Of course, before we do that, we’ll have to know where to go. In recent years, astronomers have found thousands of planets orbiting other stars, but we haven’t been able to directly image most of these planets to find ones that are fully suitable to be a second home for humanity. However, we’re in luck. The European Space Agency (ESA) is about to launch a satellite that will study specific, known, exoplanets (i.e. planets around other suns), including their sizes and even some of their atmospheres.

This satellite is called CHEOPS (CHaracterising ExOPlanets Satellite). It is scheduled to launch on a Soyuz rocket on December 17, from a launch pad at Europe’s Kourou spaceport in French Guiana.

CHEOPS will use a single 30 centimeter diameter mirror to study planets that have already been identified by earlier telescopes. Thus, it is not a discovery mission, rather one that will study known planets to better understand planetary evolution. The approach that CHEOPS will use to study the targeted planets is called the transit method.

The transit method relies on when a planet crosses in front of its parent star. In doing so, it makes a tiny shadow, which dims the light of the star. CHEOPS will look for that dip and use it to determine such things as the planet’s diameter. Combined with other information, CHEOPS will be able to characterize the planet as being rocky like the Earth, or gaseous like Neptune. 

Eighty percent of the observing time will be reserved for the satellite’s scientific team, while twenty percent will be made available for guest scientists to propose a specific set of observations. The goals of the CHEOPS team comprise a rich scientific program. They will improve the size measurements of known exoplanets, which will allow for an estimate of each planet’s density. They will try to observe the transit of exoplanets that are thus far only known from the observation of the wobble of their parent star due to the effect of the planet’s gravity. 

CHEOPS scientists will also look for additional planets missed by earlier observations and they will even try to find such interesting features as rings around known exoplanets or even moons. And, of course, CHEOPS will attempt to observe and characterize the atmosphere around those planets that are found hosting one. It will do this by looking at light reflected from the planet just before it passes behind its parent star.

Astronomers will use the information from CHEOPS to better understand makeup of exoplanets, like whether they are rocky, gaseous, something in between, or even something unexpected. In addition, astronomers are interested in planetary evolution, addressing such questions as how the locations of planets change within their solar system over the course of eons.

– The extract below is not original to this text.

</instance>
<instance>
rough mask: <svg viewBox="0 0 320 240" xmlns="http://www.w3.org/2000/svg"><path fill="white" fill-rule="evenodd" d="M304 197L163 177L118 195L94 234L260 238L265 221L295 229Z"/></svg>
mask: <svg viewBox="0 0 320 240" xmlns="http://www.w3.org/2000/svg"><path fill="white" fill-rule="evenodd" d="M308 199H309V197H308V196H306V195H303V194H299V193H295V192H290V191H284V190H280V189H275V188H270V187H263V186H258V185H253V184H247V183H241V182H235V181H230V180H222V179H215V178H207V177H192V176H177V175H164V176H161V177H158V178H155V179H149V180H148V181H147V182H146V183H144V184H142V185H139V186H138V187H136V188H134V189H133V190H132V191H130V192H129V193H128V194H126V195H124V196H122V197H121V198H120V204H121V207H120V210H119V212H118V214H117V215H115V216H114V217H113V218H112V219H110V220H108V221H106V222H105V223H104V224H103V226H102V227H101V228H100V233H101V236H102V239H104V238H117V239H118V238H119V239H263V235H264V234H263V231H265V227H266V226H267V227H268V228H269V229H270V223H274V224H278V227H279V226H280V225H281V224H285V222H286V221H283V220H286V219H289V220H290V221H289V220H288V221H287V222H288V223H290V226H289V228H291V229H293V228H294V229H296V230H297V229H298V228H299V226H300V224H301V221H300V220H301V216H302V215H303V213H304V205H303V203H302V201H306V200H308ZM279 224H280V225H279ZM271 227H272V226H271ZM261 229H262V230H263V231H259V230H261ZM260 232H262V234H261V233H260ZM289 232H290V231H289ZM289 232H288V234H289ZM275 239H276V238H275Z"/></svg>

CHEOPS should start operations in April of 2020 and it is anticipated that over the course of 42 months that it will study in detail between 300 and 500 worlds. CHEOPS is a relatively small telescope, but it will provide valuable information for planned future missions by NASA (James Webb Space Telescope [JWST], scheduled for the 2020s) and ESA (Atmospheric Remote-sensing Infrared Exoplanet Large-survey [ARIEL], scheduled for 2028). These later satellites will use infrared light to look directly at the atmospheres of exoplanets, trying to tease out the signature of water and methane, two substances that could be the signatures of life, or at least habitability.

It will be decades before humanity can credibly talk about venturing to the stars. However, when we do, it will be research into fundamental science using instruments like CHEOPS that we will have to thank.